There are an infinite number of ways to do this but one possible approach would be to use a dedicated hash function to compress your inputs; out of sheer laziness and convenience I chose to use the built-in MD5CryptoServiceProvider for my example.

To improve the performance characteristics of your code I hoisted the construction of the hashing class up a level and use SelectMany so that we only have to instantiate it once per call instead of once per string. I then chose to sample the first three bytes of the hash result in order to come up with values for Red, Green, and Blue.

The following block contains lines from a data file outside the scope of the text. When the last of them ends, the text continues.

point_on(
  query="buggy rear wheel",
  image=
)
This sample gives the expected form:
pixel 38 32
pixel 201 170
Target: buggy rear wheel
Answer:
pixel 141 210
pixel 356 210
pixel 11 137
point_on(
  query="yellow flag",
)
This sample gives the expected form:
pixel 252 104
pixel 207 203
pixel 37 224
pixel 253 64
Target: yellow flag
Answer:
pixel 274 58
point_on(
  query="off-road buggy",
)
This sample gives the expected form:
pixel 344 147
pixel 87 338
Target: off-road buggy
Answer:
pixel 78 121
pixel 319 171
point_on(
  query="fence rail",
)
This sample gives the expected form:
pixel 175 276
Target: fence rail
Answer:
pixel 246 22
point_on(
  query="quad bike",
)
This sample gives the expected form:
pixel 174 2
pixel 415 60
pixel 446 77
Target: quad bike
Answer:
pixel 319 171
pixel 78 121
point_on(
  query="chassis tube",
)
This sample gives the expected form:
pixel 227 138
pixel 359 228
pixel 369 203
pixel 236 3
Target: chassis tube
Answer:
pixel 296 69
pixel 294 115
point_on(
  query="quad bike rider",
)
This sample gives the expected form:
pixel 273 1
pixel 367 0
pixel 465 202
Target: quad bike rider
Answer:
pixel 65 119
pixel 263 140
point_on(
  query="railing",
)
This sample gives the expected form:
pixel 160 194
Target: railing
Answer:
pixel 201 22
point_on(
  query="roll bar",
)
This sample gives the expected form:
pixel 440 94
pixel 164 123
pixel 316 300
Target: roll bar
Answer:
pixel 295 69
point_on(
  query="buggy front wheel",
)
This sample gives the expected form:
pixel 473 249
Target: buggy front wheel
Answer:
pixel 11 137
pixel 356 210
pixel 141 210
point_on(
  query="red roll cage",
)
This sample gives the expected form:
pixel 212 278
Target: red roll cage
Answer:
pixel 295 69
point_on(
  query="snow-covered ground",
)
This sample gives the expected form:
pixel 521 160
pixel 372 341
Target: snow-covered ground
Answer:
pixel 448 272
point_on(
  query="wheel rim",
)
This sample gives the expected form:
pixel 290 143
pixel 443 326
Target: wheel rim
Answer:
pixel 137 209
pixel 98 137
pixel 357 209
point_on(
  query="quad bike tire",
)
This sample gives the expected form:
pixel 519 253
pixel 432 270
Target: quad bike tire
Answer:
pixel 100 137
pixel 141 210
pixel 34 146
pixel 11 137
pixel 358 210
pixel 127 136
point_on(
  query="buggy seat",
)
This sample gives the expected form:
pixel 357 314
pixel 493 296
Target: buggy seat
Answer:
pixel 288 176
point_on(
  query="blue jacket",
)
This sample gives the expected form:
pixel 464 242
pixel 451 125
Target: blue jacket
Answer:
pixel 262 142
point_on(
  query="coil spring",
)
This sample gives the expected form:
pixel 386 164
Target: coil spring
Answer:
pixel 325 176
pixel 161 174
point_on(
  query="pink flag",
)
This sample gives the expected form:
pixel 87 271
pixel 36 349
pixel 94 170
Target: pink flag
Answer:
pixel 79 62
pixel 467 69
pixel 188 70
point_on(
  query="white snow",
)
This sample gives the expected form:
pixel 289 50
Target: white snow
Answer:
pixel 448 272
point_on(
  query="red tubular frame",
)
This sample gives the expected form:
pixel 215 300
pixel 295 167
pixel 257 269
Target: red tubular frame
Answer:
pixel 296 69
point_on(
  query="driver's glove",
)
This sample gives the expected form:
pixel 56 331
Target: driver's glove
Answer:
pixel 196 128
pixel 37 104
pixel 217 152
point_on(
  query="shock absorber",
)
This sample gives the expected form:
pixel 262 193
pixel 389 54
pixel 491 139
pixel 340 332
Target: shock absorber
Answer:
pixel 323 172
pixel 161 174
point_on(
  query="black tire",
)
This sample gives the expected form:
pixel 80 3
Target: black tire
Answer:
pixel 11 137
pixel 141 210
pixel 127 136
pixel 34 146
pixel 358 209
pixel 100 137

new[] { new MD5CryptoServiceProvider() }
.SelectMany(
 strings => new[] {
 "A",
 "B",
 "C",
 "D",
 "E",
 },
 (hasher, value) => new {
 StringValue = value,
 StringHash = hasher.ComputeHash(Encoding.Unicode.GetBytes(value))
 }
)
.Select(a => new {
 Input = a.StringValue,
 r = a.StringHash[0],
 g = a.StringHash[1],
 b = a.StringHash[2]
});

One could get doubles for RGB by using a provider that returns at least 24 bits (such as SHA256CryptoServiceProvider) combined with some altered sampling logic:

.Select(a => new {
 Input = a.StringValue,
 // "magic" reference: https://www.doornik.com/research/randomdouble.pdf
 r = (0.5d + (2.22044604925031308085e-016d / 2) + (BitConverter.ToInt32(a.StringHash, 0) * 2.32830643653869628906e-010d) + ((BitConverter.ToInt32(a.StringHash, 4) & 0x000FFFFF) * 2.22044604925031308085e-016d)),
 g = (0.5d + (2.22044604925031308085e-016d / 2) + (BitConverter.ToInt32(a.StringHash, 8) * 2.32830643653869628906e-010d) + ((BitConverter.ToInt32(a.StringHash, 12) & 0x000FFFFF) * 2.22044604925031308085e-016d)),
 b = (0.5d + (2.22044604925031308085e-016d / 2) + (BitConverter.ToInt32(a.StringHash, 16) * 2.32830643653869628906e-010d) + ((BitConverter.ToInt32(a.StringHash, 20) & 0x000FFFFF) * 2.22044604925031308085e-016d)),
});

Question 14

Realistically, each color only has resolution for the three primary components for [0, 255], so it wouldn't be necessary to use a higher-entropy hash, as a.StringHash[i] / 255.0 would suffice.

Question 15

@EBrown You're absolutely right, the example is a bit more generalized than needed for this particular setup; a more efficient implementation would ideally use your logic along with a compression function that outputs 24 bits instead of the 128 that MD5 does.

Question 16

It's hard to get nice bright colors if you just pick random rgb values.

Instead I would recommend using HSV (or HSL) where it is easier to manage the brightness and saturation.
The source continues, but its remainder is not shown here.